O “Süddeutsche Zeitung”, de centro-esquerda, escreve: “Os juízes devem obrigatoriamente ser independentes. Arriscar a vida não faz parte de seu trabalho. Assim, é compreensível que os juízes da corte constitucional do Egito tenham sustentado uma decisão sobre o altamente criticado curso de ação tomado pelo presidente Mohammed Morsi, enquanto uma multidão gritava irada. Os capangas de Morsi, reunidos na frente da corte de Cairo, tinham ameaçado incendiar o prédio. O presidente da Irmandade Muçulmana não foi nada respeitoso com o judiciário.”
“Depois da vitória democrática do presidente islâmico do Egito, a comunidade internacional recebeu-o bem. Agora, a Irmandade Muçulmana está se arrogando o direito de tratar os juízes desafetos de Morsi com os métodos das ruas, enquanto elogia a vontade democrática.”
“É verdade, uma provável maioria está por trás do decreto constitucional do presidente, e os juízes da era Mubarak sem dúvida perseguiram uma política de obstrução. Mas tudo isso não justifica derrubar os pilares institucionais do Estado e legitimá-lo com um referendo como ‘democrático’”.
O “Frankfurter Allgemeine Zeitung”, de centro-direita, escreve: “Dos três cenários de como o Egito poderia se desenvolver depois de Mubarak, um está perdendo o sentido: a rebelião por meio de instituições do antigo regime, cujas vidas o novo poder agora está tornando difícil. A maior parte dos egípcios entende que a polícia, antes odiada, sumiu das ruas e que a criminalidade está subindo. E muitos egípcios estão vendo a greve dos juízes da era de Mubarak, que colocaram empecilhos no caminho dos novos detentores de poder, mais como ponto para Morsi do que como declaração moral do judiciário”.

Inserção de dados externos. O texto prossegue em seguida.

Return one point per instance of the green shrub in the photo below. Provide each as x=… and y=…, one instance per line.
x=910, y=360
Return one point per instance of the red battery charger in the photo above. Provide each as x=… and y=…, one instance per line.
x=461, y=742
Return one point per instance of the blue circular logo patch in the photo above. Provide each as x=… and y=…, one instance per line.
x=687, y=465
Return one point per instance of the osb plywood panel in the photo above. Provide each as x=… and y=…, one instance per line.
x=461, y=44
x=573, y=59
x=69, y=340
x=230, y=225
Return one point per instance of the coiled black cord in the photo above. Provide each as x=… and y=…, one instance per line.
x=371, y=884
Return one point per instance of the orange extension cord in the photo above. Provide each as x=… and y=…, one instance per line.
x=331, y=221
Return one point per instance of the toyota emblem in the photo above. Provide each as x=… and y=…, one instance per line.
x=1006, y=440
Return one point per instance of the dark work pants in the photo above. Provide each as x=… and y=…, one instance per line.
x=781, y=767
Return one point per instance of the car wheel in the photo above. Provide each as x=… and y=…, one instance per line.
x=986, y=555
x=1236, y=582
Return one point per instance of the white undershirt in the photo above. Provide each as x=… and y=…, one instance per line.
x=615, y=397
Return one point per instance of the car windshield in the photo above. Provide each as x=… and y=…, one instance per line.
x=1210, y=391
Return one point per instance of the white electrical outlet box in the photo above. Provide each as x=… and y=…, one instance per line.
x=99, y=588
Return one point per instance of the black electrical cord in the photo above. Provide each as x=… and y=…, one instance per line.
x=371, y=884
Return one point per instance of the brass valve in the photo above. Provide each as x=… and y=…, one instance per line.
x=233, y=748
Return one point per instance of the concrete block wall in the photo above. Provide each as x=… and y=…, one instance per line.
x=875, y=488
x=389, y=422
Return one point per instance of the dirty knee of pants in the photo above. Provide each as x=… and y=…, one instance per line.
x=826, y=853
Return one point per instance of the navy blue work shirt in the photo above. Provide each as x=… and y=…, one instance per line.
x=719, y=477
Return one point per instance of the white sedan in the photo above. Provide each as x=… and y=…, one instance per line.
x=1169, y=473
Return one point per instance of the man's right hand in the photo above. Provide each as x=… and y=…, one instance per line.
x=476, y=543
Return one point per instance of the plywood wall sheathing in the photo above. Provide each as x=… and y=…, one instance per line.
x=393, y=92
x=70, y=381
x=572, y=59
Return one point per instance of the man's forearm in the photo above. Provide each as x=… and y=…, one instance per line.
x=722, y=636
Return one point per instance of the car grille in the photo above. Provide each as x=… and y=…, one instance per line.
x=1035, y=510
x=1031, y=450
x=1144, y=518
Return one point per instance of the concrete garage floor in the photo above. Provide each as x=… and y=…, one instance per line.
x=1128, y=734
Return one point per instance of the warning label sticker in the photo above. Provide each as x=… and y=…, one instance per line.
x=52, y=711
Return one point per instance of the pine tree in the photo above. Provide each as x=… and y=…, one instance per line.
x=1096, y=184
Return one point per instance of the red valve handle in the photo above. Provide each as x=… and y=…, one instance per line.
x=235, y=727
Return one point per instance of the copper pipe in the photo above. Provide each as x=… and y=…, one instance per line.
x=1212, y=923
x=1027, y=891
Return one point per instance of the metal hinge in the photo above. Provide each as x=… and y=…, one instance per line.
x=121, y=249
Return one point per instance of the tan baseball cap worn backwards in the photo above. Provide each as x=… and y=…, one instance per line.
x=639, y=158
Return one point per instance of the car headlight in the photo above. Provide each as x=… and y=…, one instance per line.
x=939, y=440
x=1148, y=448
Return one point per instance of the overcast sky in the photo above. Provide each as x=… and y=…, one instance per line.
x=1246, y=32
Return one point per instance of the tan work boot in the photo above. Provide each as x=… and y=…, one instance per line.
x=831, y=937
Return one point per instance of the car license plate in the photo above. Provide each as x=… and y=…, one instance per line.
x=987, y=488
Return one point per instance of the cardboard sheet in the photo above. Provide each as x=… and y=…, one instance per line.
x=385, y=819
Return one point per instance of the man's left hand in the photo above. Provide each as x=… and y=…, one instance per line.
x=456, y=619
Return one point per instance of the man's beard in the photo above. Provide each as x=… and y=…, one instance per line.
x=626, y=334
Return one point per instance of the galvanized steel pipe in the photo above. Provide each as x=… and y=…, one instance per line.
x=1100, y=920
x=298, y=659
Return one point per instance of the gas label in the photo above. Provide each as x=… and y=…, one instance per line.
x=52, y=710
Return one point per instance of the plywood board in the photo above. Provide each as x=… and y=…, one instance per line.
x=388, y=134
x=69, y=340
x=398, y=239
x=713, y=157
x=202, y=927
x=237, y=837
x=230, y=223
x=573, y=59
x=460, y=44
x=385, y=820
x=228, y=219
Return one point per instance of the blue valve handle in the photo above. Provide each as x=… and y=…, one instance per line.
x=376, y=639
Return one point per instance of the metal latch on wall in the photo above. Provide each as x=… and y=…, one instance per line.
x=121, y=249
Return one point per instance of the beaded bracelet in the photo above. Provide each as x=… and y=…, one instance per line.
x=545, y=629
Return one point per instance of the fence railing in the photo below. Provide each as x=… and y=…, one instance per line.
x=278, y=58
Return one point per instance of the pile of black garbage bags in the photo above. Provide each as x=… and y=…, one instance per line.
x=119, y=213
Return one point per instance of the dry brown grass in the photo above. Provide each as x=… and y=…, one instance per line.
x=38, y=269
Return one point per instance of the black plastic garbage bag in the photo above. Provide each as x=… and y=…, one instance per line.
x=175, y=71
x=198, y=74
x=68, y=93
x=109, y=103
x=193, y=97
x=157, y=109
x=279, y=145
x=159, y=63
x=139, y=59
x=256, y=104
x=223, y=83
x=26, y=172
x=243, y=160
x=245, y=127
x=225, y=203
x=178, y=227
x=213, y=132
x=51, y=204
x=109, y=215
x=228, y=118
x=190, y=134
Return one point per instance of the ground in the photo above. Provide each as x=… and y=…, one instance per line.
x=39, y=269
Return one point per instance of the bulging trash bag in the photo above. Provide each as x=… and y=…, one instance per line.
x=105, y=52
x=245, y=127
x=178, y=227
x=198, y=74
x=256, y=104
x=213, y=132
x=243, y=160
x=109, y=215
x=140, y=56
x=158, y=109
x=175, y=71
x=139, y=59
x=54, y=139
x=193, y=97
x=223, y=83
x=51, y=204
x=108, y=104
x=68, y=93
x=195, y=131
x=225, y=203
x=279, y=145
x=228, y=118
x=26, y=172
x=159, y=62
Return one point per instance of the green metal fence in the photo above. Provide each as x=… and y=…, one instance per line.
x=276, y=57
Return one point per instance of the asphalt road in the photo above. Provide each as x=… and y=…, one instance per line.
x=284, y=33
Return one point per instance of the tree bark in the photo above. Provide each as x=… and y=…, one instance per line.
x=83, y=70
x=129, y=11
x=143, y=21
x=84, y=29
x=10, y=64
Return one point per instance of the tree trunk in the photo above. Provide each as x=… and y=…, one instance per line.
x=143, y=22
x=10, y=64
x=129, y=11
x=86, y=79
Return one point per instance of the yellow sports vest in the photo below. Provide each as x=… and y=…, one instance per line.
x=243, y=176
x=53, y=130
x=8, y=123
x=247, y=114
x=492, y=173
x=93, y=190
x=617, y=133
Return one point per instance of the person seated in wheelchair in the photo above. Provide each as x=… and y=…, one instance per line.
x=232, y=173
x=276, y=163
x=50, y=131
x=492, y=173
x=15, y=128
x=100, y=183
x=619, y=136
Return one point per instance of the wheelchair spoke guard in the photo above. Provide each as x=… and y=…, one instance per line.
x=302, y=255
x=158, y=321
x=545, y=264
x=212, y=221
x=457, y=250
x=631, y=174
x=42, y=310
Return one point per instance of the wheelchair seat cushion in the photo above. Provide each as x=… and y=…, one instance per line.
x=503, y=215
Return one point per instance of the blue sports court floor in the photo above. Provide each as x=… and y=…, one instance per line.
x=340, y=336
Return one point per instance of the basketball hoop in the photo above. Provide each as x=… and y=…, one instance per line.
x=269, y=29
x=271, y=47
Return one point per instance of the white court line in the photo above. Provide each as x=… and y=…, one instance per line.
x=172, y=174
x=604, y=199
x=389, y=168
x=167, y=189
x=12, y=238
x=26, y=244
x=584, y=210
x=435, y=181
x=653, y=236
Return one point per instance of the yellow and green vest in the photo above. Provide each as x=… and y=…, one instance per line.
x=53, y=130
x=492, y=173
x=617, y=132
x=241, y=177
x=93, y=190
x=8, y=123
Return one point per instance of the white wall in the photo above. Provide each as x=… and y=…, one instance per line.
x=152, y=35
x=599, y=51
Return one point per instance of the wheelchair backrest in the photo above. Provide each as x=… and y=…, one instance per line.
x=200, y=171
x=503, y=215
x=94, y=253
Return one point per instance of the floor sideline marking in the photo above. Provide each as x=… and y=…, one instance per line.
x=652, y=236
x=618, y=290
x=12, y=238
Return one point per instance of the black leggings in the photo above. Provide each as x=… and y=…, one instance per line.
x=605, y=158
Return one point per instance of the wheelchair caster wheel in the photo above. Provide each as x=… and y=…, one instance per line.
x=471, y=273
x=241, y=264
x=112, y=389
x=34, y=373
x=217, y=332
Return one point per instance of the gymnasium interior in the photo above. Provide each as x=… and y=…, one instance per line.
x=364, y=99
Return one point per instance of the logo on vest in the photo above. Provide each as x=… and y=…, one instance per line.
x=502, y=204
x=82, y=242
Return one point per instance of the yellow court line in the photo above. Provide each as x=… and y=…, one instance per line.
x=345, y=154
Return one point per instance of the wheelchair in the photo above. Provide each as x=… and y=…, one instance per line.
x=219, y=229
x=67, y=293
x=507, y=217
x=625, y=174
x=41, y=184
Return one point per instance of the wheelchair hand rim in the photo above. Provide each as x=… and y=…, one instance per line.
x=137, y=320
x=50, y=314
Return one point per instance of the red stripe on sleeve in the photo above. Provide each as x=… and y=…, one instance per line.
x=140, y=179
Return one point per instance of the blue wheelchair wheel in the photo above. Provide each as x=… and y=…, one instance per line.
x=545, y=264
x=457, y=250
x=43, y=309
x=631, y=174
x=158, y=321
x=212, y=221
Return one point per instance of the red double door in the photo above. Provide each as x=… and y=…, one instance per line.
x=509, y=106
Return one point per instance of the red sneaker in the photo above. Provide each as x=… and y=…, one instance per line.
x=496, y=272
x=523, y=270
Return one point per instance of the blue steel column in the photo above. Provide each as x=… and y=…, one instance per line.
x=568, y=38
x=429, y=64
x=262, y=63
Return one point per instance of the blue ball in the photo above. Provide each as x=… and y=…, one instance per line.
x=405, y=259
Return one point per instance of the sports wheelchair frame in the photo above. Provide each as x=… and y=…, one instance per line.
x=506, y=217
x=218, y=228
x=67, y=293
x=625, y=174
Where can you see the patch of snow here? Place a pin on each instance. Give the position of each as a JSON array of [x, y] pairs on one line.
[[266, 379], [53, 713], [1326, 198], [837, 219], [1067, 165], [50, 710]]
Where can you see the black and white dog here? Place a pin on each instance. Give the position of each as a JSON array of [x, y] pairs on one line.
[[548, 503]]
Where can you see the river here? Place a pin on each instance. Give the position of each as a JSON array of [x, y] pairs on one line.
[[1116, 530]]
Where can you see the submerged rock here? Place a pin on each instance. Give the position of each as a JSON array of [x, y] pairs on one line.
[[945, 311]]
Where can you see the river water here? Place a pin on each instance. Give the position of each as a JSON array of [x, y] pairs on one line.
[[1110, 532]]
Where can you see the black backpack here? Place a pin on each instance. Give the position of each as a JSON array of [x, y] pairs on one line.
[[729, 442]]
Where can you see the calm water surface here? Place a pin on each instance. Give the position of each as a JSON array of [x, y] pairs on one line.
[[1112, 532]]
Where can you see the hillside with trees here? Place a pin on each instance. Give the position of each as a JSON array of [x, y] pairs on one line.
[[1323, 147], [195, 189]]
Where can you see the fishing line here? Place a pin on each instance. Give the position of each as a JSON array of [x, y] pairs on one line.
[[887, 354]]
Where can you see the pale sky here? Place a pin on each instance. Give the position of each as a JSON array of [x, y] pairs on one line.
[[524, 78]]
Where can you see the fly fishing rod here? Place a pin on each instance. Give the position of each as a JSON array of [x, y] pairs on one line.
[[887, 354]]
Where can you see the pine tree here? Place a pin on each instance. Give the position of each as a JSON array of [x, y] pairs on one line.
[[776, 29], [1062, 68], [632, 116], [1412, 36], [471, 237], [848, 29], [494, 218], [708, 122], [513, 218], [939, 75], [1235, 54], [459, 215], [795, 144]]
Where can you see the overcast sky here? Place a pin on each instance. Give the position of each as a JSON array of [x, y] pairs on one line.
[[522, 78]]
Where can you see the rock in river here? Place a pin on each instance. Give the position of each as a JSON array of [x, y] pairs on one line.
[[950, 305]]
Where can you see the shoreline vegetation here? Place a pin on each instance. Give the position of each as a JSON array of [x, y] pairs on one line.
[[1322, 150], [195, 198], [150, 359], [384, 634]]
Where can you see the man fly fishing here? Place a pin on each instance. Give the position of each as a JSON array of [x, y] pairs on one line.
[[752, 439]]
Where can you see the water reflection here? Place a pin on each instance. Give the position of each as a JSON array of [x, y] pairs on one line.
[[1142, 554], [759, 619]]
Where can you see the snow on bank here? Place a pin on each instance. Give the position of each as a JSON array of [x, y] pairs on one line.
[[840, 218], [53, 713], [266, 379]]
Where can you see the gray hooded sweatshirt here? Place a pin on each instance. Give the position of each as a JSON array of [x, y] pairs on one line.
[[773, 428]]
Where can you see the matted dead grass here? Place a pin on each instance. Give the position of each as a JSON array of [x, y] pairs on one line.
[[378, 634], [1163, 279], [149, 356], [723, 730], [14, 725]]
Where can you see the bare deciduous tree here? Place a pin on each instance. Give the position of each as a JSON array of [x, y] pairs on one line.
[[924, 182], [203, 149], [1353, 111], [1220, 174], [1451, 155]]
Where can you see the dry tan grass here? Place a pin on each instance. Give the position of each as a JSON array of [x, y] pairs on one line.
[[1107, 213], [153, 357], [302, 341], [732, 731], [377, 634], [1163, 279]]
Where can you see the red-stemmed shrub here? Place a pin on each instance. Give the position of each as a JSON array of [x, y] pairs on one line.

“As velhas instituições não vão desistir de sua resistência tão cedo. Em primeiro plano agora estão os dois outros cenários. A Irmandade Muçulmana não mexe no antigo regime, mas o ocupa com seus próprios seguidores, ou permite que ocorra uma abertura controlada. Morsi alega estar seguindo este último. Mas as evidências sugerem que o primeiro cenário é mais provável”.